A New Sound

Earlier this week I was watching a documentary on music legend Les Paul, and he described a pivotal period in his life. He was a very successful guitar player in Chicago, and one morning his mother mentioned that she heard him play a live performance on the radio the previous evening. He said that was impossible because he had played a live show somewhere else that had not been broadcast.

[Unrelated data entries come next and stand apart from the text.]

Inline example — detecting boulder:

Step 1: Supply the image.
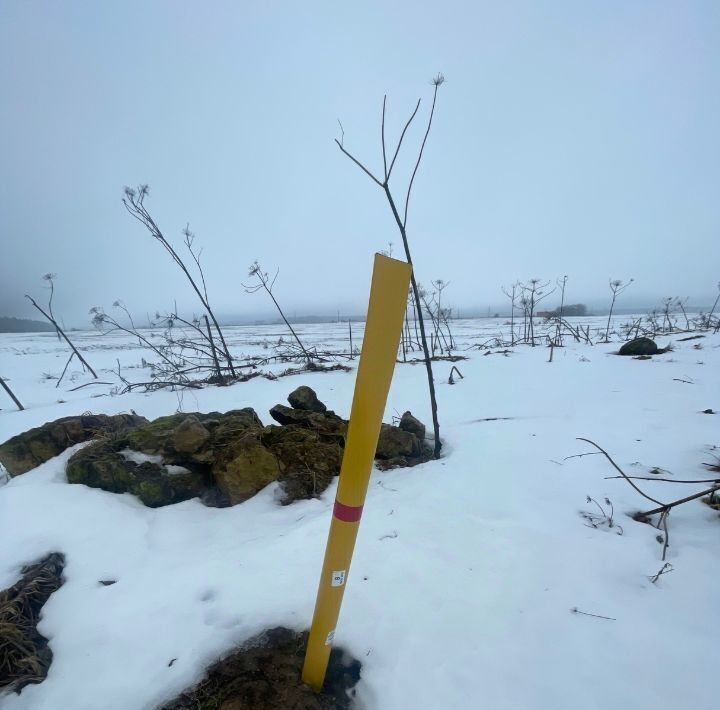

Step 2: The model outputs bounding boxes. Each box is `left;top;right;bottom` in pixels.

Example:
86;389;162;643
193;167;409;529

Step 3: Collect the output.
375;424;423;459
57;387;431;507
262;424;344;503
0;414;148;476
398;412;425;441
619;338;659;355
270;404;348;445
288;385;327;412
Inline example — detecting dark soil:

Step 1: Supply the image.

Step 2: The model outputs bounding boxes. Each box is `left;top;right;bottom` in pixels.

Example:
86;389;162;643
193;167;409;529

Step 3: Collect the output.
0;552;65;693
161;627;360;710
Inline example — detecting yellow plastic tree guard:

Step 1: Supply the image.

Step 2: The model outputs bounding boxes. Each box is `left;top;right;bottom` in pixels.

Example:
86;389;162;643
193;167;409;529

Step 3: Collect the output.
302;254;412;692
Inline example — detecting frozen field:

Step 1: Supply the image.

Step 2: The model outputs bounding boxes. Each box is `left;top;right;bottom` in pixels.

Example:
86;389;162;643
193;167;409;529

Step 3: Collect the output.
0;317;720;710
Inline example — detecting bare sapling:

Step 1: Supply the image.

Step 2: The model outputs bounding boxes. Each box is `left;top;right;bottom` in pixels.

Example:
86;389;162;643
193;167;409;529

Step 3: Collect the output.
335;74;445;458
502;281;520;348
243;260;313;366
520;279;555;347
605;279;633;343
552;276;567;347
25;274;98;387
123;185;236;377
675;296;690;331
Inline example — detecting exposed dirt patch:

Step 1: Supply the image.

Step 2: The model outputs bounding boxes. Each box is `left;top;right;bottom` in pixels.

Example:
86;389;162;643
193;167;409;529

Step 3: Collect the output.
161;627;360;710
0;552;65;693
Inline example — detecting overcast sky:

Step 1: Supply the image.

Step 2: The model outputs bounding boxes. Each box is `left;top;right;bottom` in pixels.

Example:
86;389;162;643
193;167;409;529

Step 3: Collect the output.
0;0;720;325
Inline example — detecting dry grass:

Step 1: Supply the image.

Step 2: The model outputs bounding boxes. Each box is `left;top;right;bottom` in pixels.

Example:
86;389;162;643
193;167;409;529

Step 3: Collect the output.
0;552;65;692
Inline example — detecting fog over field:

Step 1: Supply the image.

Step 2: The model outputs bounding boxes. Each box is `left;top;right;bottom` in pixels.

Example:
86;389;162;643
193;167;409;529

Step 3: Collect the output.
0;0;720;710
0;0;720;326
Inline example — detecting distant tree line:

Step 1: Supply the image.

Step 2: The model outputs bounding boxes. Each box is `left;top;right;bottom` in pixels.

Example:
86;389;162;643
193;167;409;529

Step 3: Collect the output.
538;303;587;318
0;316;55;333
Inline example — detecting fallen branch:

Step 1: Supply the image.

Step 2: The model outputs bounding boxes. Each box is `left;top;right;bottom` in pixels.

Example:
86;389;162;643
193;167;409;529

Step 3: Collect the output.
576;436;665;510
0;377;25;412
633;484;720;520
570;606;617;621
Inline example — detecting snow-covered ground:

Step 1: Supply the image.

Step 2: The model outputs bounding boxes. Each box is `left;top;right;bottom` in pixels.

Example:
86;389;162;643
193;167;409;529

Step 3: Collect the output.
0;320;720;710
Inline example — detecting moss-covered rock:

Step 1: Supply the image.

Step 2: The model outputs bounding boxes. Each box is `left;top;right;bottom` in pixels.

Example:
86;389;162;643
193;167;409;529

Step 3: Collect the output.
262;424;343;503
288;385;327;412
59;388;430;507
65;438;211;508
0;414;148;476
619;338;659;355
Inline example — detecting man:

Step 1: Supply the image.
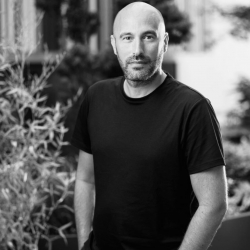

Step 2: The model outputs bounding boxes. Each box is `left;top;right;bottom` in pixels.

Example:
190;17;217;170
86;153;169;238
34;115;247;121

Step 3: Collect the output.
72;2;227;250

What had happened is in part that others were copying him, and also that he was playing a musical style OF the moment. What he realized was that he needed to be ahead of everyone else, create something unique and powerful that would carve out his own niche. Because without that, he his future would have strict limits. What follows are three ways he reshaped his music within the time frame of three years:

  • Finding “A New Sound”
    So he left Chicago – a thriving city of jazz, country and popular music at the time. He went back home, and he spent all of his time in his garage. He was widely known as one of the great guitar players of the time, and he locked himself in his old garage. He wanted to find what he called “a new sound.” This was 1946.

    When Les reemerged, he had done just that. He had recorded complicated guitar parts, then sped them up in the recording process, added echo, and a few other tricks in the process. It was unlike any music heard before. This sent him off on a successful solo recording career that moved him beyond his previous role of backing up other singers and musicians.

  • Finding a Partner
    Amidst the success of his solo records, he realized that instrumental work would eventually run dry. He decided that to sustain his level of success, he would need to work with a singer. So he sought to find a partner, and found just that in Mary Ford. I’ll save you the details, but throughout the 1950’s, they sold more than 20 million records.
  • Breaking Barriers
    In 1948, a car accident badly injured his right arm, and doctors talked of amputation. They managed to save the arm, but it took a year and a half for him to recover use of his arm.

    But in this moment of time, he did something incredible: he pioneered the use of overdub recording in popular music. This allowed he and Mary to layer guitar riffs and voices on top of each other for a textured sound that was unlike anything that came before it, and it set he and Mary off on a meteoric rise of hit records.

He attributed the accident to the magnitude of the change in his life. He said it would be very hard for anyone to make such a large shift in their life if something didn’t bring them to a full stop first. What came after was a string of music inventions that affected the latter half of the 20th century in profound ways, including multitrack recording. Without Les, we wouldn’t have Sgt. Pepper.

As the media and publishing worlds sit here at the end of the car crash year of 2009, we need to ask ourselves: Is this the full stop that we needed in order to rethink priorities & processes, and find a path to creating something rich and new, something that will reshape the next 50 years of media? What is your ‘new sound’?